1回あたりの研修会では1万円を超えるものも珍しくはないため、月に1回でも参加すれば大きな出費になるでしょう。
半強制的に給料がカットされるようなものです。
頑張っても給料に反映されない
病院や施設の収益は「診療報酬」や「介護報酬」が基本になっています。
リハビリにおいても「1単位20分につき〇〇円」と定められており、新卒でも勤続20年を超えるベテランでも、職場に貢献できる収益は同じなのです。
つまり、理学療法士ががんばって資格をとったり、新たな技術を身に付けたりしても、職場は給料を上げる必要性を感じないということ。
どんなに素晴らしい治療結果を出そうとも、保険点数による仕組みである以上、給料には反映されにくいのです。
参考までに自身の経験からお伝えすると、私は合計3法人での勤務経験がありますが、昇給額は平均2,000円程度でした。
年間2,000円の昇給では20年働いても4万円、30年働いても6万円しか年収が上がりません。
この現状を知ると、やめとけといわれるのも納得できるのではないでしょうか。
理学療法士は飽和状態になっている
理学療法士がはじめて日本に誕生したのは、1966年のことです。当時は理学療法士の数が圧倒的に足りず「高い給料を払うからうちで働いてほしい」と引く手あまたの状態でした。
しかし今は養成校が増え、毎年の国家試験合格者は1万人を超えています。
厚生労働省の理学療法士・作業療法士の需給推計によると、理学療法士は需要に対して供給が増え続け、2040年にはその数が需要の1.5倍になる見通しです。
よって、以下の脅威が予想されます。
- 転職したくても求人が少ない
- 専門性の低い理学療法士は淘汰される
転職を希望しても供給過多の状態であるため、転職先が見つかりにくくなります。良い条件の勤務先がないというわけではありませんが、10~20年前と比較すると見つけにくいでしょう。
また、専門性をしっかりと磨いて周りと差別化できる能力を身に付けていかなければ、淘汰される可能性もあります。将来的に専門性の低い理学療法士は、手が足りていない職種のフォロー要員になるのではないでしょうか。
業務量が多く体力のきつさを感じる
理学療法士は、以下のように多くの業務をこなします。
- 臨床業務
- 書類業務(計画書、カルテ、患者サマリーなど)
- カンファレンス出席
- 係・委員会活動
- 後輩・学生指導
- 勉強会
- 研究・学会発表
一日に18~21単位ほどの取得がノルマになることがあり、定時に近い時間まで臨床業務をしなければなりません。
臨床の合間にカンファレンスや後輩・学生指導などがあると、定時で仕事を終えることはまず不可能です。臨床業務のあとに書類を作成し、残業になることがほとんど。
人によっては自分の仕事を終えたあとに、研究や学会発表の準備・手伝いに時間を割かれ、家に帰る頃には21時過ぎということも珍しくありません。

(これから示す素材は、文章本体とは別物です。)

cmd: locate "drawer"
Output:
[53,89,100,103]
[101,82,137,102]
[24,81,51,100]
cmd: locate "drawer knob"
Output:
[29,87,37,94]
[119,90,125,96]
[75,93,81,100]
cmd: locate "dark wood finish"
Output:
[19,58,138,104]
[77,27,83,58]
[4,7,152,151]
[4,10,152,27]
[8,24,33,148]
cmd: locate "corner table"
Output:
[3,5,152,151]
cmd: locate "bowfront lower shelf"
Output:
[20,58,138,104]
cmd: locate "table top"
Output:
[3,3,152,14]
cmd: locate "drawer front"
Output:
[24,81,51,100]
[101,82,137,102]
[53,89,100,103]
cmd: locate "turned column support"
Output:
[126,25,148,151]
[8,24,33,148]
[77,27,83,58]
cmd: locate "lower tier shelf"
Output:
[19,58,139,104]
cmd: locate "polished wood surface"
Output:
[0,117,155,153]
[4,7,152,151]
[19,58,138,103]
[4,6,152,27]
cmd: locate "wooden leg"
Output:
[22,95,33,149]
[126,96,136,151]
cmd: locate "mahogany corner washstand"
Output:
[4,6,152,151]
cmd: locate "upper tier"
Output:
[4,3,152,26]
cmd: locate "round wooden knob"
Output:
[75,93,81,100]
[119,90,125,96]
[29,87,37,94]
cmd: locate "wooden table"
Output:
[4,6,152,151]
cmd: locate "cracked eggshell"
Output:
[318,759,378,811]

20代の若者ならがんばれるかもしれません。しかし30代、40代と年齢を重ねれば、体力のきつさを感じるようになってきます。
人間関係に悩む
人を相手にする仕事のため、人間関係に苦労することが多いでしょう。
同僚や上司との関係がうまくいかないこともあれば、他職種と相性があわなくなり病棟に行くのが嫌になることも。

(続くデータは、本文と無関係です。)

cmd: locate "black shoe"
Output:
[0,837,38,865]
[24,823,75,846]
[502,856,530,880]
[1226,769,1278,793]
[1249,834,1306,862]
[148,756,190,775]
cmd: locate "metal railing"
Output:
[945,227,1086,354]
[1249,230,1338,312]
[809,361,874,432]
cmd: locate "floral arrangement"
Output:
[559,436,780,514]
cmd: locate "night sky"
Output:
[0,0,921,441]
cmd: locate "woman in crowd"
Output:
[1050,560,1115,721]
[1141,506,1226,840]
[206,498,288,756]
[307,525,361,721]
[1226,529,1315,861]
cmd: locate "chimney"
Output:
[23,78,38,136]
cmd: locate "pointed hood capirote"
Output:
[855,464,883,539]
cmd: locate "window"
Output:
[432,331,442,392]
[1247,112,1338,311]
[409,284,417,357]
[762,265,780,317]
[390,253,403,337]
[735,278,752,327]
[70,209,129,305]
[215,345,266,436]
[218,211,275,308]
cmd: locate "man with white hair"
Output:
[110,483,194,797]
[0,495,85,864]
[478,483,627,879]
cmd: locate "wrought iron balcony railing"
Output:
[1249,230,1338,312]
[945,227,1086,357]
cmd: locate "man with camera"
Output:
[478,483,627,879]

また、担当患者さんとの相性が悪くなってしまうこともあります。
リハビリがうまくいかず、信頼関係がなかなか構築できないと、毎日のリハビリが苦痛と感じる方もいるでしょう。
中には人間関係のトラブルで思い悩み、うつ傾向になる人もいるほどです。
プライベートを犠牲にすることがある
業務後や休日を使い、勉強会や社外活動に参加することが少なくありません。
特に勉強会においては「自己研鑽」と称し、半強制的に通わせられることもあります。
ちなみに理学療法士の年間休日数は勤務先により異なるものの、年間110日程度が平均です。
一般企業であれば大型連休・盆・年末・正月に加え夏季休暇などを採用しているところもあります。
理学療法士の休日は少ないうえに、限られたプライベートの時間を業務に使わないといけないのです。
急な休みの対処が大変
多くの職場では患者さんは担当制であるため、自分が休みの時は他の人が代診します。
しかし急に休まなければならない時は、どの患者さんを誰に代診してもらうか、調整が必要です。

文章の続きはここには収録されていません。